Peabody Energy ist der grösste börsenkotierte Kohleproduzent der Welt. Der Milliardenkonzern behauptete bislang aber, nicht abschätzen zu können, welchen Einfluss Klimaschutzmassnahmen auf den Kohlemarkt haben könnten. Aus Sicht von Eric Schneiderman, dem obesten Staatsanwalt von New York, verstösst der Konzern damit gegen Regeln zum Schutz von Investoren. „Als börsenkotierte Firma, deren Kerngeschäft riesige Mengen an CO2 Emissionen produziert, hat Peabody die Pflicht ehrlich mit ihren Investoren und der Öffentlichkeit zu sein.“ [1] Denn intern weiss der Konzern sehr wohl, welche Konsequenzen strengere Regeln haben: So kalkulierten Peabody Buchhalter die Folgen neuer US-Verordnungen für bestehende und zukünftige Kohlekraftwerke und kamen zum Schluss, dass dadurch der Umsatz mit Kohle in den USA um ein Drittel oder mehr sinkt. [1] In einem aussergerichtlichen Vergleich hat sich Peabody nun bereit erklärt, in seinen Quartals- und Jahresberichten folgenden Hinweis zu drucken: „Sorgen über die Umweltauswirkungen von Kohleverbrennung könnten einen signifikanten Einfluss auf die Nachfrage nach unseren Produkten und nach unseren Wertschriften haben.“ [1] Schneiderman verbindet damit eine Hoffnung: „Ich glaube, dass die volle und faire Offenlegung durch Peabody und andere Energiekonzerne Investoren dazu veranlasst, lange darüber nachzudenken, welche Schäden diese Firmen unserem Planeten antun.“ [1]

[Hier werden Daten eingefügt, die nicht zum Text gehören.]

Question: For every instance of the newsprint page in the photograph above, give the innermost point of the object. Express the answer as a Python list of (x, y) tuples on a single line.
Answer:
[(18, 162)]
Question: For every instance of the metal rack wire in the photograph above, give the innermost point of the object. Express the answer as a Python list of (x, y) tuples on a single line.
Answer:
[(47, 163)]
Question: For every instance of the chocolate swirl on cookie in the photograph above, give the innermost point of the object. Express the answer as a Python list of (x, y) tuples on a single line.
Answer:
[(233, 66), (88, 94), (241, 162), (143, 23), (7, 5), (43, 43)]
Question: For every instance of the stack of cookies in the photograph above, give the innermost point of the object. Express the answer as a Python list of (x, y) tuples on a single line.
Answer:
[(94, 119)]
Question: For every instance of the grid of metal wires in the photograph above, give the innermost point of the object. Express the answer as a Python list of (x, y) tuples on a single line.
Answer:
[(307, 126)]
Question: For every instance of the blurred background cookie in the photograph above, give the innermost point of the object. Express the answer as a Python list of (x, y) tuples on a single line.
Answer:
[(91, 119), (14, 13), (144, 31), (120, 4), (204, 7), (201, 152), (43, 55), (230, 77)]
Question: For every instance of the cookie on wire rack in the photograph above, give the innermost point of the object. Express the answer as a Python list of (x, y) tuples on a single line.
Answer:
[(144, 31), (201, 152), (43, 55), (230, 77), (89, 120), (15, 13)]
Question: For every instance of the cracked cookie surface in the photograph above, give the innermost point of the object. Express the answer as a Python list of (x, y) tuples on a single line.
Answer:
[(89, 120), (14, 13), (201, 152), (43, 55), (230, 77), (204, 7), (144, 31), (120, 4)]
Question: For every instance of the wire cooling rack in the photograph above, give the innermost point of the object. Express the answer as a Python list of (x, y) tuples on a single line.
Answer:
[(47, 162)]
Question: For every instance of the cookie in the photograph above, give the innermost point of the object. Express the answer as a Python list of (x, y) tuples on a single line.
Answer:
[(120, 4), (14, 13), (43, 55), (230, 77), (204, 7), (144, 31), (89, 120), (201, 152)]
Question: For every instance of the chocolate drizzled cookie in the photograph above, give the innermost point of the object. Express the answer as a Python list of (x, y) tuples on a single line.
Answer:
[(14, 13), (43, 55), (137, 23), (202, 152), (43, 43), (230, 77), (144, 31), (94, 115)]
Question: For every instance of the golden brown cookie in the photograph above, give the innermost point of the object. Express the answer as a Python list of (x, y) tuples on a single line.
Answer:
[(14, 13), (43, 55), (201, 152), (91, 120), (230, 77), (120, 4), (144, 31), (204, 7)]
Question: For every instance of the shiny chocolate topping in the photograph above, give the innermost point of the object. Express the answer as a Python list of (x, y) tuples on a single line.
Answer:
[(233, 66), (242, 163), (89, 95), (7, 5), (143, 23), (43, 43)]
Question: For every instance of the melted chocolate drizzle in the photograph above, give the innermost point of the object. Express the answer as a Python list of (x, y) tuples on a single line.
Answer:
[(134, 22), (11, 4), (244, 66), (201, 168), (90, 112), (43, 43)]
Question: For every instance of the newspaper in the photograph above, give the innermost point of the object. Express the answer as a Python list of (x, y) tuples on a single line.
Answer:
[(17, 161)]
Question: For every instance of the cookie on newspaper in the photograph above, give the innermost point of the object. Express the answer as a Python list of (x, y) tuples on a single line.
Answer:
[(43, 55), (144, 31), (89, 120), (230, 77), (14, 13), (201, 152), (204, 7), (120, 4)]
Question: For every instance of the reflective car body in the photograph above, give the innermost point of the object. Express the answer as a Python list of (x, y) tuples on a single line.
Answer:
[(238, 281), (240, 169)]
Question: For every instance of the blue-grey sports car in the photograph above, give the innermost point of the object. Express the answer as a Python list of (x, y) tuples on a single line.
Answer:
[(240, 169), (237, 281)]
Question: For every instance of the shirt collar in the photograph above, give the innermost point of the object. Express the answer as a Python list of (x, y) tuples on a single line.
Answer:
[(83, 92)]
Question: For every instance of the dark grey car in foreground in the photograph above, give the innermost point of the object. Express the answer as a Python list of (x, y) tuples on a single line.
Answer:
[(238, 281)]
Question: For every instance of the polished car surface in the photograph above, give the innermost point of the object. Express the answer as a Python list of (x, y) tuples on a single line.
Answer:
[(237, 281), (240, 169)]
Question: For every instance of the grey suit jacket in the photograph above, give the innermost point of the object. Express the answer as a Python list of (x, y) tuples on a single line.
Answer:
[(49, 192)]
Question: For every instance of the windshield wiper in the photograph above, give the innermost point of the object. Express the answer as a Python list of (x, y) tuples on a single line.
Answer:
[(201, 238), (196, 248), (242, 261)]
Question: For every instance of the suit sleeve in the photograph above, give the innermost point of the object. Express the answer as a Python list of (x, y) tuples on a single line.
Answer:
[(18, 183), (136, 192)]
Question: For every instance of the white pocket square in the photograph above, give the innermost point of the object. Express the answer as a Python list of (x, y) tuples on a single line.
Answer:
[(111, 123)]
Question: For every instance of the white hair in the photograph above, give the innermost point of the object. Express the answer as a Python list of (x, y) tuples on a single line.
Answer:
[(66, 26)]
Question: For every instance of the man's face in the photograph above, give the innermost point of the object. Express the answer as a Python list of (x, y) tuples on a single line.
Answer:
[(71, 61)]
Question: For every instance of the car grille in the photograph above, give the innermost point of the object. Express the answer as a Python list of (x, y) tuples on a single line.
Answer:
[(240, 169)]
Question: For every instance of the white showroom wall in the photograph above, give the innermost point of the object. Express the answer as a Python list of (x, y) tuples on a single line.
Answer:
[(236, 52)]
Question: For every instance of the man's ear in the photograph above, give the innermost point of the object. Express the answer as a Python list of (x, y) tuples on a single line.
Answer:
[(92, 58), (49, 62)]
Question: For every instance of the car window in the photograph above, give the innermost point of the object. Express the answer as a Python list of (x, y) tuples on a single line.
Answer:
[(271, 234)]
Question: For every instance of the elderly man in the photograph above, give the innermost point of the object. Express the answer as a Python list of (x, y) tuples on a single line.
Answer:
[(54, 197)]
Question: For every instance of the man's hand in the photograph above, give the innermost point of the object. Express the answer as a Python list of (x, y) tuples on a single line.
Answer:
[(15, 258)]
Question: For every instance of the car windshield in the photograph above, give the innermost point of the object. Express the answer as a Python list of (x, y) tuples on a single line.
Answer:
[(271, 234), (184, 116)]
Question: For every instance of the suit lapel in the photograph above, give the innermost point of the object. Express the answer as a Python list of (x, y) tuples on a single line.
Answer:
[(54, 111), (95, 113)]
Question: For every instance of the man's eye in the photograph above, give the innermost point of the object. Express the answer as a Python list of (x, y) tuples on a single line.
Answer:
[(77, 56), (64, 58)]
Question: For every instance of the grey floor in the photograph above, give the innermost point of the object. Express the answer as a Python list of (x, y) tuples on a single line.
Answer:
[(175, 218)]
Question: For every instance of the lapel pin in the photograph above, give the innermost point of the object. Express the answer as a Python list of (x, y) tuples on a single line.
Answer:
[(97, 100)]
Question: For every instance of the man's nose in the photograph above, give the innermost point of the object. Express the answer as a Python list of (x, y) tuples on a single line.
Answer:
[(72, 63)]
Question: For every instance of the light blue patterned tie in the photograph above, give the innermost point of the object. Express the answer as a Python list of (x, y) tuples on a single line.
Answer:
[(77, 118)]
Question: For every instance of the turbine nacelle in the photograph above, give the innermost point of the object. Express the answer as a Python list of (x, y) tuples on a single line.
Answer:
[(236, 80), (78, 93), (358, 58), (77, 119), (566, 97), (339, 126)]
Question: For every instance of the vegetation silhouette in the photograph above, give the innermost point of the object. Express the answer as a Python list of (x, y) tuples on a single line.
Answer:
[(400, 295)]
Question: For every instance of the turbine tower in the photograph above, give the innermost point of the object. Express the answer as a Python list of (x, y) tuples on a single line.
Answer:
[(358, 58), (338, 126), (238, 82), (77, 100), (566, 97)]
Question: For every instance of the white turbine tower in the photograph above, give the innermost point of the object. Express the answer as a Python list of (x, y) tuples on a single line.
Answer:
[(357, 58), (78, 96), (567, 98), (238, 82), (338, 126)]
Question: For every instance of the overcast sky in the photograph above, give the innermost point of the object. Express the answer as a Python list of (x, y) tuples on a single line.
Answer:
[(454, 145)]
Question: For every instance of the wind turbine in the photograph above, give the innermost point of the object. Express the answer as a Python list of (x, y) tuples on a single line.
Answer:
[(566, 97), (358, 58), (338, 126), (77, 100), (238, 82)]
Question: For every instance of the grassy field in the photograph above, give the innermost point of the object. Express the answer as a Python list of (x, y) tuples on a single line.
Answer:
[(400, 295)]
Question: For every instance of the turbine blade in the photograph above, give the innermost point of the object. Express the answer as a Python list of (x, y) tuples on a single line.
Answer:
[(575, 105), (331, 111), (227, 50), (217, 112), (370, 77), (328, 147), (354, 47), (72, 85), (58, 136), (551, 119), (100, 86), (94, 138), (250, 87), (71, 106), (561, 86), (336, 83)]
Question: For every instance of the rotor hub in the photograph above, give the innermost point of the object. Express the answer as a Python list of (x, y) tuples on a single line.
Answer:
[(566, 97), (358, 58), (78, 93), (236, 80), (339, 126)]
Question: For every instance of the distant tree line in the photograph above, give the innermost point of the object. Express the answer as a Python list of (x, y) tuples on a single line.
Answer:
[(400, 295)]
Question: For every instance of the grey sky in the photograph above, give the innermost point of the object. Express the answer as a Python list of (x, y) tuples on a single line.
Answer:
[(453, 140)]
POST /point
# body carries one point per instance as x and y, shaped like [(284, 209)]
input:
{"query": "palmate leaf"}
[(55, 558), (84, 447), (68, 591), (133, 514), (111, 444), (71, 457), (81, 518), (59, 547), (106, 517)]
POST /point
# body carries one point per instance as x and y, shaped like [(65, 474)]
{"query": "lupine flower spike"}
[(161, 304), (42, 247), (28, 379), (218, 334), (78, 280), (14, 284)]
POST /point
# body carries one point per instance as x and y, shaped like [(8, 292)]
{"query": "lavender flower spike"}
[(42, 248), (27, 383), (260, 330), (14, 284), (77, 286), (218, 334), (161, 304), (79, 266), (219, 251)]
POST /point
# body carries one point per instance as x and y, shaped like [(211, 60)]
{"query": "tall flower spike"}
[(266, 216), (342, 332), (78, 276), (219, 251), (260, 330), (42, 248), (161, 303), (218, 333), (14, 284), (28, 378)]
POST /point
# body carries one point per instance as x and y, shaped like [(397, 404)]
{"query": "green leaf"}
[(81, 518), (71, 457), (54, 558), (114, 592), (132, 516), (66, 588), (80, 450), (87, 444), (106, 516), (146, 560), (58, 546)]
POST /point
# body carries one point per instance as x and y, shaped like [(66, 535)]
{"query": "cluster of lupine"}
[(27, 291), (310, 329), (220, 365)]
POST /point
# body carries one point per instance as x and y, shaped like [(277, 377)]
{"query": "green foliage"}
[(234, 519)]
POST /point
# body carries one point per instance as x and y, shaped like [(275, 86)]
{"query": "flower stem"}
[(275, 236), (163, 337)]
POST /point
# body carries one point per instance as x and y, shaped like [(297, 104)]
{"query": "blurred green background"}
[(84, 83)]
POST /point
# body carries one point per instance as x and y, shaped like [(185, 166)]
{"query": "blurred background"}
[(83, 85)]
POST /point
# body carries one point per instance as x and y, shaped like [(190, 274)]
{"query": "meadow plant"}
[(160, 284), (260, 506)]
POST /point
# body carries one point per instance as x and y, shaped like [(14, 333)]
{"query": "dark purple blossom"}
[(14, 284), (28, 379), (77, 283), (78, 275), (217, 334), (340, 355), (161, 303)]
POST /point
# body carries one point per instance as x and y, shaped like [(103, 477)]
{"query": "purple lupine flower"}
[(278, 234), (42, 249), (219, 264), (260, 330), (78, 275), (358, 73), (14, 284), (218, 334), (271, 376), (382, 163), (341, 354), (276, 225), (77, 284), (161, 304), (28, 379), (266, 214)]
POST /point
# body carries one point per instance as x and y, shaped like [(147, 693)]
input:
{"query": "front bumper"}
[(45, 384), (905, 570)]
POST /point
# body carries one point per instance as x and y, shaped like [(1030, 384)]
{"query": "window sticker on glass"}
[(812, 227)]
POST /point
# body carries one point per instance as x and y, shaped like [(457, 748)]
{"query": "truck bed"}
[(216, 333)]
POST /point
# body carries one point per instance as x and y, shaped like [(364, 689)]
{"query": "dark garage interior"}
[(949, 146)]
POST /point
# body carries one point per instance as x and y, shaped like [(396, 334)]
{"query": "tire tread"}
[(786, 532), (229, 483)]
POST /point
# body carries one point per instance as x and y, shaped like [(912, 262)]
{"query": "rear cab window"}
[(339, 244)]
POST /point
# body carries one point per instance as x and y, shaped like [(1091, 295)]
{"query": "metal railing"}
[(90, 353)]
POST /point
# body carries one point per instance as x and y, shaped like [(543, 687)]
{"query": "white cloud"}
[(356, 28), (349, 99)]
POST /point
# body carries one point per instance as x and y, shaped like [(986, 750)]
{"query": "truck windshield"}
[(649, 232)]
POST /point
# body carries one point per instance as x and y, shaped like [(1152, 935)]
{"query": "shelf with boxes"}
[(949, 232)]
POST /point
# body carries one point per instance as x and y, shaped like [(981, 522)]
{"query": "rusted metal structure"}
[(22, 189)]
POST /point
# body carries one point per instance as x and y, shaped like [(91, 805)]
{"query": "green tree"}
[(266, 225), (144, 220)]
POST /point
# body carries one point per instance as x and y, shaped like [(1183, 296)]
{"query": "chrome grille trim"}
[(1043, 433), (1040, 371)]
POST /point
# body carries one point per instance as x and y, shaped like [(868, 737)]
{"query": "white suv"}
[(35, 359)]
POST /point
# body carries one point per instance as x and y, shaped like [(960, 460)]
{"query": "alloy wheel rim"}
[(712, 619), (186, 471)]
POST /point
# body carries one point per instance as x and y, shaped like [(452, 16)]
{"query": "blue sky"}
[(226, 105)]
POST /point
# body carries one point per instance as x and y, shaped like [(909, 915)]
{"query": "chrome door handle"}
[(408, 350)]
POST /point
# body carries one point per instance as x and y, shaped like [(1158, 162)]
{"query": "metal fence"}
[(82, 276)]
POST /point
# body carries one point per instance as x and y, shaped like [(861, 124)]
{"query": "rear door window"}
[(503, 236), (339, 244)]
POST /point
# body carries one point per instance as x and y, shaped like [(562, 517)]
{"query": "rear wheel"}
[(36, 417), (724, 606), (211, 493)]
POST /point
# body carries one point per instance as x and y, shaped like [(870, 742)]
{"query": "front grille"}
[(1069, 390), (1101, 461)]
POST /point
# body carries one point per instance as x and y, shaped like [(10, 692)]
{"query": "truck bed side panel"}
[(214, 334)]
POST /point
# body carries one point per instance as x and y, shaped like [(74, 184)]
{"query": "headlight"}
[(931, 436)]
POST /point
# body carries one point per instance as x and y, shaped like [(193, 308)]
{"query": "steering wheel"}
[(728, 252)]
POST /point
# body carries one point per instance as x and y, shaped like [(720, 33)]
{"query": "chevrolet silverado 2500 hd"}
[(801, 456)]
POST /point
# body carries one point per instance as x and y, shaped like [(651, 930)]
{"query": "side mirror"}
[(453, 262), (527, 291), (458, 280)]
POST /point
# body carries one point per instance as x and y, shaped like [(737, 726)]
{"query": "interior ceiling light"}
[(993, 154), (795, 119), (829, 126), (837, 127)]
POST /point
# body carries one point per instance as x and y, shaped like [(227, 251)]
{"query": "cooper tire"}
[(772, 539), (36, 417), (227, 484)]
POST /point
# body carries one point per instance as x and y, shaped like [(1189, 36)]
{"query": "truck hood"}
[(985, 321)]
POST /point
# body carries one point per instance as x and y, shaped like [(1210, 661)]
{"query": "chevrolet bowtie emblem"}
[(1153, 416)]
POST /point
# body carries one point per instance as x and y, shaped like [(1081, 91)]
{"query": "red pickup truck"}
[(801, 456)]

Damit kommt Peabody noch relativ glimpflich davon. Letzte Woche wurde bekannt, dass die New Yorker Staatsanwaltschaft Ermittlungen gegen den Ölkonzern Exxon aufgenommen hat. Dessen Management wusste schon in den 70er Jahren, welchen Folgen CO2 Emissionen auf das Klima haben, wie eine Recherche von Inside Climate News zeigt, einer mit dem Pulitzerpreis ausgezeichneten Nachrichtenseite. Im Jahr 1977 erhielten die Exxon Chefs folgende Warnung von einem Konzernwissenschaftler: „Es gibt einen generellen, wissenschaftlichen Konsens, dass die wahrscheinlichste Art wie der Mensch das Klima beeinflusst, CO2 Emissionen aus der Verbrennung fossiler Energien sind.“ [2] Und ein Jahr später warnte der Wissenschaftler: „Die Menschheit hat ein Zeitfenster von fünf oder zehn Jahren, bevor harte Entscheidungen bezüglich Änderungen im Energiesystem dringend nötig werden.“ [2] 20 Jahre später konnte der damalige Exxon CEO Lee Raymond jedoch keinerlei Dringlichkeit mehr erkennen: „Es ist sehr unwahrscheinlich, dass die Temperatur im Jahr 2050 signifikant beeinträchtigt wird, egal ob Massnahmen jetzt oder in 20 Jahren ergriffen werden.“ [2] Und um sicher zu stellen, dass keine Massnahmen ergriffen werden, finanzierte der Konzern dann Klimaleugner, die Verwirrung in der Öffentlichkeit säen sollten hinsichtlich der Solidität der Klimawissenschaften.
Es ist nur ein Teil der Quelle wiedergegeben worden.